Mr. Baker said he's opposed to any "foot in the door for a bad bill."
"If they want to come up with a bill that doesn't violate the equal-protection clause [of the U.S. Constitution] but I don't play 'what if,'" said Mr. Baker, noting that photo enforcement of traffic laws creates a double standard.
Persons cited for violations caught with cameras are charged fines, but nothing goes on their driver's record and the citation is not used to raise his or her insurance rates. But someone cited for the same violation by a police officer who writes a ticket typically gets hit with a fine, points against his or her license and higher insurance rates.
Mr. Baker's opposition means that the House is unlikely to rewrite a similar proposal into a pilot program for radar cameras, said Delegate James E. Malone Jr., chairman of the Commerce and Government Matters motor vehicles subcommittee.
"I think there's some concern as to having speeding cameras everywhere," said Mr. Malone, a Democrat who represents Baltimore and Howard counties.
Howard County's executive and police chief had asked to at least be allowed to introduce the cameras on a trial basis. Montgomery County's executive and Baltimore's mayor also want permission to install them.
Initially, Howard County wanted to put the radar cameras in school zones because the county cannot afford to place police traffic patrols at every school, Mr. Malone said.
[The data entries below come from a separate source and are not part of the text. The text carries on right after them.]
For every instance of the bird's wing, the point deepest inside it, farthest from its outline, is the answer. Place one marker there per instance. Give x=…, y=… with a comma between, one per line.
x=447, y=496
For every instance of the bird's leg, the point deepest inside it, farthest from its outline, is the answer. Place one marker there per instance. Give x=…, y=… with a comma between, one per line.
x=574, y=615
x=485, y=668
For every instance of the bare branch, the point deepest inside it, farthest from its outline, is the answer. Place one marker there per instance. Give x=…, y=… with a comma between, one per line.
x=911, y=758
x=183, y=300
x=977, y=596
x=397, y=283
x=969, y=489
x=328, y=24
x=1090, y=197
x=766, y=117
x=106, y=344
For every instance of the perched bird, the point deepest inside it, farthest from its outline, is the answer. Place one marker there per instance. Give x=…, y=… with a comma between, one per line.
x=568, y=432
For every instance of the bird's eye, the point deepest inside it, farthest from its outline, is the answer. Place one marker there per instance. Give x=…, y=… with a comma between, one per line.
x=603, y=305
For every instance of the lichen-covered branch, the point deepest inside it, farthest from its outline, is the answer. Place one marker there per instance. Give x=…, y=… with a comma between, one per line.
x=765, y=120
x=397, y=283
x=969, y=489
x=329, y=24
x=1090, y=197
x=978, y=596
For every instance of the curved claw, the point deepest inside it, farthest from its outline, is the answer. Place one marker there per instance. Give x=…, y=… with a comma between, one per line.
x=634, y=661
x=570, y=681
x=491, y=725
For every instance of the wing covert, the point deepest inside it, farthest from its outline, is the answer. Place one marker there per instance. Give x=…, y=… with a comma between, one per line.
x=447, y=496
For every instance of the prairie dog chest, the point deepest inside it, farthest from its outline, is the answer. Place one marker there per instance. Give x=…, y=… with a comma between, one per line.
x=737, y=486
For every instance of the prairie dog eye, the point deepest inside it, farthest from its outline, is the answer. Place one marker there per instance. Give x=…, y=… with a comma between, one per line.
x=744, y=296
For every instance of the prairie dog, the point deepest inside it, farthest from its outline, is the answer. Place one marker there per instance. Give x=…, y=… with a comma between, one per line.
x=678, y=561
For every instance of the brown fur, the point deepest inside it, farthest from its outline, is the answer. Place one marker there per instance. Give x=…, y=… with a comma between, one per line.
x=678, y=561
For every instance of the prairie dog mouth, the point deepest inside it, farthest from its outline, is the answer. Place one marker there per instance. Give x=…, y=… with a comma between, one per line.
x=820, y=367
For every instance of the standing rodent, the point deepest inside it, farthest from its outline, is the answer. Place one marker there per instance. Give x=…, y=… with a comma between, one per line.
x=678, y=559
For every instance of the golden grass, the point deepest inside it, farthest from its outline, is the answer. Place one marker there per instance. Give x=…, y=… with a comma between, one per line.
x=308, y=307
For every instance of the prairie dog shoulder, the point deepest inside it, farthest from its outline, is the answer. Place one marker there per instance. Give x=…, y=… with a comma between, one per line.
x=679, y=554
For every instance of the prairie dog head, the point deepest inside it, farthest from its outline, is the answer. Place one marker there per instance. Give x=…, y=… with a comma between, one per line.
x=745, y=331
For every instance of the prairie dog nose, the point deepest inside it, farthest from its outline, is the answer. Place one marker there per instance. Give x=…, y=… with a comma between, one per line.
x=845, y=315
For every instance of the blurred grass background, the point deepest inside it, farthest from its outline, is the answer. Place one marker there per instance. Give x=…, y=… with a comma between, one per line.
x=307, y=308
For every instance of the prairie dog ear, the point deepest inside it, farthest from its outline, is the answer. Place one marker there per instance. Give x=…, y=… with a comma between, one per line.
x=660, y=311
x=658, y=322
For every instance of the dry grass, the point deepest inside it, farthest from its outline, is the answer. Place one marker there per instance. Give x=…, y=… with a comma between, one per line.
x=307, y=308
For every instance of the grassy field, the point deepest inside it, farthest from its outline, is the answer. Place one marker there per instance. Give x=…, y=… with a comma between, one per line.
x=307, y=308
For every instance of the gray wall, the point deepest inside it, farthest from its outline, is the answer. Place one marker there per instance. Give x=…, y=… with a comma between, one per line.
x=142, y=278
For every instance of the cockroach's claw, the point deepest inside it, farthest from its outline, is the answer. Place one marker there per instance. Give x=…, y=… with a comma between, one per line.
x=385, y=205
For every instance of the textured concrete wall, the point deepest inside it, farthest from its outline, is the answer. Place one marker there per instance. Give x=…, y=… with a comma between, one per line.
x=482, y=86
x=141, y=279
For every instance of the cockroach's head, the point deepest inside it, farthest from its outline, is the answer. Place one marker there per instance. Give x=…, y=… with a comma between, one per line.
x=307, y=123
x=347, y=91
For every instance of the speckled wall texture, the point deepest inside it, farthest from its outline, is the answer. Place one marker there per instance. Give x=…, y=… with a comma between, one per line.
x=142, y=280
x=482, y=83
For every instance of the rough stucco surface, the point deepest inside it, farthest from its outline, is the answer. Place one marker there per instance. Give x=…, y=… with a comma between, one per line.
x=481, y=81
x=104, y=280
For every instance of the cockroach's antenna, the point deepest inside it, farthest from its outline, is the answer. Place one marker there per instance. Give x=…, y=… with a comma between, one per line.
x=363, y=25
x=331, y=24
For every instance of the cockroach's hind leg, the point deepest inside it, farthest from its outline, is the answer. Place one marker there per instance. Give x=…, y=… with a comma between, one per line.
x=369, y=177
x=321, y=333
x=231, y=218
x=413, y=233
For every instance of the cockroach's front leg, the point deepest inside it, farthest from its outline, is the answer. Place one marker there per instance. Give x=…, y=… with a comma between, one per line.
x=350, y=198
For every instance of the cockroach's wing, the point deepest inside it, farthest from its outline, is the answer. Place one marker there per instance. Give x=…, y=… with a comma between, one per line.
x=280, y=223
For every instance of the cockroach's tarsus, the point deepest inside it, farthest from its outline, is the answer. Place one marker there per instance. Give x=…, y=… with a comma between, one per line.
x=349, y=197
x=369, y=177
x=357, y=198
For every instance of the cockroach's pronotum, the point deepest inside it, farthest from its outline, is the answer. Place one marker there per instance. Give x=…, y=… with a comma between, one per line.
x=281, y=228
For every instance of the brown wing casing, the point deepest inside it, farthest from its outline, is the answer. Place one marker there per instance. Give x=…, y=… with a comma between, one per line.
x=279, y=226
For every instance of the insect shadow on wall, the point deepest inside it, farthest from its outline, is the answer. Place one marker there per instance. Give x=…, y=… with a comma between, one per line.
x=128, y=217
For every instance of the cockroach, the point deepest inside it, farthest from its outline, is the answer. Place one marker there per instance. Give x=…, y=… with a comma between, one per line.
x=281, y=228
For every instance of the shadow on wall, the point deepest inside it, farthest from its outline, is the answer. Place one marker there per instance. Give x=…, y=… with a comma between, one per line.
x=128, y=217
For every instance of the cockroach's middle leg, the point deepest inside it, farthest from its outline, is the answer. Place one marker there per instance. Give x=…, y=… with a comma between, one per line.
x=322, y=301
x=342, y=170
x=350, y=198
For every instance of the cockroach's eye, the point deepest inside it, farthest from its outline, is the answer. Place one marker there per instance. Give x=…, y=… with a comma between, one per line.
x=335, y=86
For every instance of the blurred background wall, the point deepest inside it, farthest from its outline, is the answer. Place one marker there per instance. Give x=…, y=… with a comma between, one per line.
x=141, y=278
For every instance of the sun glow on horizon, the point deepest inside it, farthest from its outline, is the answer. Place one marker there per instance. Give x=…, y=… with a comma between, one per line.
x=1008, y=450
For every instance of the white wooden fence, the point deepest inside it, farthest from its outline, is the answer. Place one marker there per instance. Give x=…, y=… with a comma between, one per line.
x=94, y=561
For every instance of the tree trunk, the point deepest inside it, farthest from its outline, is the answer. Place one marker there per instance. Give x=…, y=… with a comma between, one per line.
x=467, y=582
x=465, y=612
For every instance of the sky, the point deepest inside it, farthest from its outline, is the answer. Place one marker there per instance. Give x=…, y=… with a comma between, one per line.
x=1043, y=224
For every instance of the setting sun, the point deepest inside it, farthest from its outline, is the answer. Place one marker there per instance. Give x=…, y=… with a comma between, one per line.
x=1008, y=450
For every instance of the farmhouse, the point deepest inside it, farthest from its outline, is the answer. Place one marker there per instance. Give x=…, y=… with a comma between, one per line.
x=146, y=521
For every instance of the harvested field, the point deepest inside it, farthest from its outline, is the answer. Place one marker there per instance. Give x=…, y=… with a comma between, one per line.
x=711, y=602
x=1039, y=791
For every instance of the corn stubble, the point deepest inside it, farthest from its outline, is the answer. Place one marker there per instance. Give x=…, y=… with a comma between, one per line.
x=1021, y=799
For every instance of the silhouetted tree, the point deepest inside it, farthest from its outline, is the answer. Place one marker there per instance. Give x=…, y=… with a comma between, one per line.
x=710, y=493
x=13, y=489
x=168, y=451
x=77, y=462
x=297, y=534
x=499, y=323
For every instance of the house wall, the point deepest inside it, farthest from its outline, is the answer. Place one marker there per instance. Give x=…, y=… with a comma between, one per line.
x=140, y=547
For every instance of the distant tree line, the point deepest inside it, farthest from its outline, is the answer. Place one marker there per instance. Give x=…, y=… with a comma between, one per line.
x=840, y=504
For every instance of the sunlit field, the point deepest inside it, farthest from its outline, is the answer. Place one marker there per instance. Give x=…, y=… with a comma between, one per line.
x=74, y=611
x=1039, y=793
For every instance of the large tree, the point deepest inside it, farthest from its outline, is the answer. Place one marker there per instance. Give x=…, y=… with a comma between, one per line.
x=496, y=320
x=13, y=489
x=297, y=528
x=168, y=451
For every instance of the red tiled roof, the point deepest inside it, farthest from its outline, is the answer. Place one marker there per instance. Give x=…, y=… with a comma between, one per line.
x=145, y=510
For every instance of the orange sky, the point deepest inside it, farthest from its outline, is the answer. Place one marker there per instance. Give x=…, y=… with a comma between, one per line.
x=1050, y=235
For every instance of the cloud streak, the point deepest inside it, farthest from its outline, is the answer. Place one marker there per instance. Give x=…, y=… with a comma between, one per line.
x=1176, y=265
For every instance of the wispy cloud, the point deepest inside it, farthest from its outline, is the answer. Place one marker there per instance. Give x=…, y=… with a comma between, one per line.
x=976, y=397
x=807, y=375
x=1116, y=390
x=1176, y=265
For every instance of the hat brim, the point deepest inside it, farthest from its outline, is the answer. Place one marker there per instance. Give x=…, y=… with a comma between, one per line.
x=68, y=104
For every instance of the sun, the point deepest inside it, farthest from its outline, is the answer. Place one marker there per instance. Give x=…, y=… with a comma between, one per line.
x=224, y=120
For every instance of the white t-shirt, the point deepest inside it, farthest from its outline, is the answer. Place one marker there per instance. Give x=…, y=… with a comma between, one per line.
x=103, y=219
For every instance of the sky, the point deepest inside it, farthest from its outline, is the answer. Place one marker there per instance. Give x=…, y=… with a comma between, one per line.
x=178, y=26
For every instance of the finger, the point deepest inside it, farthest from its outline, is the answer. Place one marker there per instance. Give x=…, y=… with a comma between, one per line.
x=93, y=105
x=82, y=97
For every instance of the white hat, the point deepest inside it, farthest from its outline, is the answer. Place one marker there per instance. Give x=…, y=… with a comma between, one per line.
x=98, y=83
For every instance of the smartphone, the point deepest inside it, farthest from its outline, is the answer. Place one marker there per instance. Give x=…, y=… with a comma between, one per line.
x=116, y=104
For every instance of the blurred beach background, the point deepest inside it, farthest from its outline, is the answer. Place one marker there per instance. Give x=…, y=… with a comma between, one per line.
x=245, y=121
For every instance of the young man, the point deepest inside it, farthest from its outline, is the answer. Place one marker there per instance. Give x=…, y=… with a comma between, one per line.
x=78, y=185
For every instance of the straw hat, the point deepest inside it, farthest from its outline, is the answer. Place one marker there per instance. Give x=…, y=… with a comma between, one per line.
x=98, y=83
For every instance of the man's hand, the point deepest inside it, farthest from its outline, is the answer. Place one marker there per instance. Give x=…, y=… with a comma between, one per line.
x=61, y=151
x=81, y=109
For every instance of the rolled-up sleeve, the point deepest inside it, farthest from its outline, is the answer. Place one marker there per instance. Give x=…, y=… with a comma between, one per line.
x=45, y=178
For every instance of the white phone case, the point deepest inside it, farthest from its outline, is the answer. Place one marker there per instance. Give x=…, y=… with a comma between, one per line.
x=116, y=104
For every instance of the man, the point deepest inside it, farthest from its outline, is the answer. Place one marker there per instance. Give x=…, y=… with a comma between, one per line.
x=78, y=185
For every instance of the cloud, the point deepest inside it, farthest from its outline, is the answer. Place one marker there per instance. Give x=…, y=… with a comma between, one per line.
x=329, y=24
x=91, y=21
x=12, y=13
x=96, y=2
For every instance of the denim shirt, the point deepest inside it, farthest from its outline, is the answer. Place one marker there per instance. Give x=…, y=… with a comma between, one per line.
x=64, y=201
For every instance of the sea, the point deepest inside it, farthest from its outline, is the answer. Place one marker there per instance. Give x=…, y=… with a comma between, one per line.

Mr. Baker said he's worried about machines taking the place of people. He's also bothered by the fact that vendors who run the traffic-camera programs make a commission on the fines they generate.
"We need to take a look at that issue," Mr. Baker said.
As a career firefighter and paramedic, Mr. Malone said he believes that red-light cameras already operating in 16 Maryland jurisdictions have made intersections safer.
And Mr. Malone said he disagrees with Mr. Baker's assessment that photo enforcement is really a money-making scheme.
"But if that is how the senator feels, then maybe this is not something we should take up this year," Mr. Malone said.
Mr. Baker said he's also concerned about the duration of yellow caution lights at intersections with red-light cameras. He said he'll ask the Maryland Department of Transportation to review the length of yellow lights at those intersections and ensure that the signal lasts long enough to allow people traveling the posted speed limit to stop.
But he said he doesn't believe it's necessary to mandate a four-second minimum for yellow lights, as is proposed in a bill before his committee.